The review’s terms of reference includes looking at the effect of any changed market conditions in the wheat export supply chain, on the rationale for the code and its operation.
The issues paper asks several key questions including; whether the power to exempt cooperatives should be retained in the code; should the entire code be repealed and if so when; what are the costs and benefits of retaining the regulations; and are there alternative options, including non-regulatory ones, to deliver the same or better outcomes - but at lower cost.
The issues paper also asks whether the port access code has led to any unintended, negative consequences.
In broadening the review’s terms of reference, outside of matters specifically relating to the code’s operation, the process will also investigate the availability and transparency of relevant market information to export supply chain participants.
After the code was first introduced, NSW Liberal Democratic Senator David Leyonhjelm tried unsuccessfully in early 2015 to cull the co-operative exemption contained in the regulations, by raising a disallowance motion in the Upper House.
At the time, CBH argued the exemption - which is available to the minister on a discretionary basis according to assessment of individual ports and bulk handlers - saved the farmer owned co-op about $1 million per year in compliance costs.
During the debate to vote down Senator Leyonhjelm’s disallowance motion - after it was opposed by the Coalition, Labor and the Greens - Opposition Senator Doug Cameron said his party would give the government’s new regulations an opportunity to work.

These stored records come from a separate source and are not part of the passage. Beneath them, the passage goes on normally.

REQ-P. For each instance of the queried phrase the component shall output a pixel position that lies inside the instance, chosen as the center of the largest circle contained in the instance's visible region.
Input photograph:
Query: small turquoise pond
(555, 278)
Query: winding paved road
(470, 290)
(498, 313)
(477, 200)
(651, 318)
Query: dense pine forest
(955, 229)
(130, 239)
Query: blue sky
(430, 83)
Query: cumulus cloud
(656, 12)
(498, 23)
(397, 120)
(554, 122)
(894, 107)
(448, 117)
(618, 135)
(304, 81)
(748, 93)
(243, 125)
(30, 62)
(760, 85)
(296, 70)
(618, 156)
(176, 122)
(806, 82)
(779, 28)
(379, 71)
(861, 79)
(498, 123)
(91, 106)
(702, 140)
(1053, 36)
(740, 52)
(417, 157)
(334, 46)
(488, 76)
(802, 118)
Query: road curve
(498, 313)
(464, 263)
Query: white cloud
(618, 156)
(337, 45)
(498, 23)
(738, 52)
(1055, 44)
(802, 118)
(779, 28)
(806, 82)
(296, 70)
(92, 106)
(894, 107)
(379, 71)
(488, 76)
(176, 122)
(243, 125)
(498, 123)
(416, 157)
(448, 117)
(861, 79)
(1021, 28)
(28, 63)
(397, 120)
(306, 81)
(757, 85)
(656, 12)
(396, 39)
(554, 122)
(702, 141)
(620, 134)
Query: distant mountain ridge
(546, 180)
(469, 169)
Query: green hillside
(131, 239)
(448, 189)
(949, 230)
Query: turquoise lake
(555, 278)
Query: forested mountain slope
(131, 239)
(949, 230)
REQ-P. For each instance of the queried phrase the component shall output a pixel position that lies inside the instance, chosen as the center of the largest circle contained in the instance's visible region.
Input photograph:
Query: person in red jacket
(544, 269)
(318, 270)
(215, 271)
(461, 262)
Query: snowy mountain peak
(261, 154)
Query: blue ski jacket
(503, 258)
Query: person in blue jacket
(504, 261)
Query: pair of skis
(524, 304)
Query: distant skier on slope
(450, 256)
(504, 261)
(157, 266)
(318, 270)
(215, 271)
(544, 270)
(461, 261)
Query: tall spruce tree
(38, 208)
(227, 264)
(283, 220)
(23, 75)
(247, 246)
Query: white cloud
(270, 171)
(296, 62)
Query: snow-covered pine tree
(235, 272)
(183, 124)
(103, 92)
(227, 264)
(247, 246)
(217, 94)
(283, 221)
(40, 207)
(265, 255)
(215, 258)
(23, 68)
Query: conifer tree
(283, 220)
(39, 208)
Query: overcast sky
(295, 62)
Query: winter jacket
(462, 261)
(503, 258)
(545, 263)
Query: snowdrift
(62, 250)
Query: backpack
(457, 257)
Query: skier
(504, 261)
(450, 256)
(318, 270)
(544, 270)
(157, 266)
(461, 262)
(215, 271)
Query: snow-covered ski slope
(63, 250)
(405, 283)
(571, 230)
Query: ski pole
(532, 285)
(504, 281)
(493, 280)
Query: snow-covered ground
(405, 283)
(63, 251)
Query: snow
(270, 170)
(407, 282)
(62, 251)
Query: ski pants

“But we do issue an appeal – the government has removed the five-year sunset clause for the code – it has been replaced by a review in three years’ time,” he said.
“We urge the minister to provide certainty by reinstating the sunset clause.
“Labor believes that within five years, sufficient competition will exist in all port zones to allow the removal of all regulation, beyond the general provisions of the Competition and Consumer Act.
“Labor believes the government has erred in providing the (Agriculture) Minister the power to exempt certain market participants, but will not stand in the way of its right to be proven wrong, to have done so.”
But speaking about the three-year review process, Grain Producers Australia Chair Andrew Weidemann said he supported retention of the code that’s overseen by the Australian Competition and Consumer Commission (ACCC), in order to maintain checks and balances in the system, in the absence of a more competitive port competition model, with further participants.
Mr Joyce said the code aimed to reduce unnecessary regulatory burden and allowed bulk wheat exporters to “get on with what they do best - getting Australia’s wheat out to the world market - while ensuring there is a level playing field”.
“We would particularly like to hear from farmers and exporters about their experiences accessing port infrastructure since the code came into effect in October 2014, which was a significant step towards a freer and more open wheat export industry,” he said.
“The majority of Australia’s wheat crop is shipped to countries in Asia, Africa and the Middle East, so we need to ensure our port terminals are working as efficiently and effectively as possible for our wheat exporters.”
According to statistics provided by Mr Joyce’s office, Australia exported 22 million tonnes of wheat valued at $6 billion in 2016‒17 with most of it from WA.
To date the ACCC has approved applications for exemption from certain code requirements for 13 wheat export facilities and declined an exemption to one facility and also approved a variation to one approved capacity allocation system.
GrainCorp said the review was in line with requirements of the code when it was introduced and welcomed the opportunity to participate in it.